Experts blame draconian sentencing standards and ineffective counsel for the large number of prisoners serving life without parole. “And unlike most states, Louisiana prohibits inmates from challenging their convictions on either of those grounds, permanently cementing their status,” WP reported
Derek Harris was arrested in 2008 in for selling 0.69 grams of marijuana to an undercover police officer in Abbeville, La. Initially, Derek was sentenced to 15 years but was he was resentenced in 2012 under the Habitual Offender Law to life in state prison without parole, CNN reported.
A 1991 Gulf War veteran, Harris had a substance abuse problem that started when he returned from Operation Desert Storm. The U.S. military operation, Desert Storm was launched in 1991 by President George H. W. Bush in response to Iraq’s invasion of Kuwait.
“His attorney at the time was just silent, never once appealed it or said I don’t agree with it or anything,” Antoine said. “He was virtually just quiet, so his counsel was ineffective.”
The Louisiana Supreme Court granted Derek a new hearing in July, and his legal team argued that his first attorney failed him by not challenging the sentence.
The court agreed that Harris had “ineffective assistance of counsel at sentencing on post-conviction review.” The District Attorney’s office in Vermilion Parish agreed that Derek was entitled to a lesser sentence, his attorney, Cormac Boyle, said in a statement.
Derek Harris had previous offenses included theft and dealing cocaine, but no record of violent crime.
“His prior offenses were nonviolent and related to his untreated dependency on drugs,” Louisiana Supreme Court Justice John Weimer wrote in his opinion.
Harris plans to move to Kentucky to be closer to his brother and his family, according to The Promise of Justice Initiative, which represents Harris.
“Did he deserve the rest of his life in prison because of something other
people get maybe a slap on the wrist for? I’d say we have a long way to go with the justice system,” Antoine Harris said, according to KATC/ABC.

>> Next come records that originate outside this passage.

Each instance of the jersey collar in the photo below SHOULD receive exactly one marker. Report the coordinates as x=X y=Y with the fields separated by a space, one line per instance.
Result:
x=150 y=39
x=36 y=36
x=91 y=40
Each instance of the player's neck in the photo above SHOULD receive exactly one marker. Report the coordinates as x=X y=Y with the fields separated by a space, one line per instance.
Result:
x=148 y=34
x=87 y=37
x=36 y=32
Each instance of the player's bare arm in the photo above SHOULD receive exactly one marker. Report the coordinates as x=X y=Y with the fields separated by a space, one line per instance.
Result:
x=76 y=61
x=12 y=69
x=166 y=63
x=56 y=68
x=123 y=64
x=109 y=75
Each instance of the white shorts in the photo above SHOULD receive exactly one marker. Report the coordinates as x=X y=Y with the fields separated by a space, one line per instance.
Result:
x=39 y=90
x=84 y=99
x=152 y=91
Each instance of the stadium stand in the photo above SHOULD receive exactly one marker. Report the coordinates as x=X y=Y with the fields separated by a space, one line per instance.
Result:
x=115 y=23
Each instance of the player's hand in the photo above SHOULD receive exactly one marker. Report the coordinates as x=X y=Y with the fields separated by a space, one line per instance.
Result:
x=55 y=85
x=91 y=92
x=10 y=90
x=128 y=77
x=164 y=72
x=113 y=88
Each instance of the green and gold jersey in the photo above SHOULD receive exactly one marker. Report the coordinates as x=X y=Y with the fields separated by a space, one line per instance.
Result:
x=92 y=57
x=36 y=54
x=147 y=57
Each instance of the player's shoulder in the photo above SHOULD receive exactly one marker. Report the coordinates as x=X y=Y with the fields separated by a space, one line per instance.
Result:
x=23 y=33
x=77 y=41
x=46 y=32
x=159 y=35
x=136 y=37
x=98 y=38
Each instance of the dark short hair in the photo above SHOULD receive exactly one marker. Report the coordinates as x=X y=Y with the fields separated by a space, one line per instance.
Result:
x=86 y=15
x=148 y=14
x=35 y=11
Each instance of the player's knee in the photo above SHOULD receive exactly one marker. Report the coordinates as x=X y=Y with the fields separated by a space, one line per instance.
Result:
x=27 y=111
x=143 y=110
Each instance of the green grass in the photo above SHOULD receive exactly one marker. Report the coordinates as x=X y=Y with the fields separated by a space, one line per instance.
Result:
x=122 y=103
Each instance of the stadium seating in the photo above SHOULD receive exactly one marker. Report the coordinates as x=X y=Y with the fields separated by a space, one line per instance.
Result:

Derek Harris is asking the court to reinstate the ability of inmates to contest their sentences on the grounds that they are excessive and the result of inadequate legal representation, WP reported. A life sentence in Louisiana used to carry parole eligibility after 10 years and six months until 1972, when the Supreme Court struck down the death penalty. Legislators reacted by pushing back eligibility to 20 years, then 40 years until abolishing it altogether in 1979.
Derek’s case is part of a larger movement in Louisiana and across the U.S. to reconsider the use of life without parole. Critics say it has been used disproportionately against Black people, juveniles and those convicted of nonviolent offenses.
Sheriffs, tough-on-crime politicians and prosecutors “take pride in the state’s high number of people serving life without parole, boasting that in Louisiana, ‘life means life,'” Richard A. Webster reported for WP.
Derek Harris is still in shock about his change in fortune, his brother said. “We’ve been working at this for a long time trying to obtain his freedom and now finally it’s here,” Antoine said. “It’s a bit overwhelming for him as well as us.”